Oh, Buddy Shields, you can just go on talking, and Clare will tell jokes, and Momma will cry, till she gets over it, but what I’ll never understand is why, right now, seeing Clare MacQuarrie as an unexplaining man, I felt for the first time that I wanted to reach out my hands and touch him.

RED DRESS—1946

My mother was making me a dress. All through the month of November I would come from school and find her in the kitchen, surrounded by cut-up red velvet and scraps of tissue-paper pattern. She worked at an old treadle machine pushed up against the window to get the light, and also to let her look out, past the stubble fields and bare vegetable garden, to see who went by on the road. There was seldom anybody to see.

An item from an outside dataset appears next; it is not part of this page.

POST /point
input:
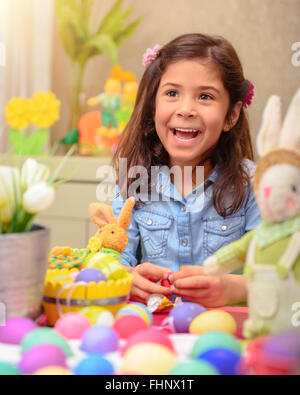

The red velvet material was hard to work with, it pulled, and the style my mother had chosen was not easy either. She was not really a good sewer. She liked to make things; that is different. Whenever she could she tried to skip basting and pressing and she took no pride in the fine points of tailoring, the finishing of buttonholes and the overcasting of seams as, for instance, my aunt and my grandmother did. Unlike them she started off with an inspiration, a brave and dazzling idea; from that moment on, her pleasure ran downhill. In the first place she could never find a pattern to suit her. It was no wonder; there were no patterns made to match the ideas that blossomed in her head. She had made me, at various times when I was younger, a flowered organdie dress with a high Victorian neckline edged in scratchy lace, with a poke bonnet to match; a Scottish plaid outfit with a velvet jacket and tarn; an embroidered peasant blouse worn with a full red skirt and black laced bodice. I had worn these clothes with docility, even pleasure, in the days when I was unaware of the world’s opinion. Now, grown wiser, I wished for dresses like those my friend Lonnie had, bought at Beale’s store.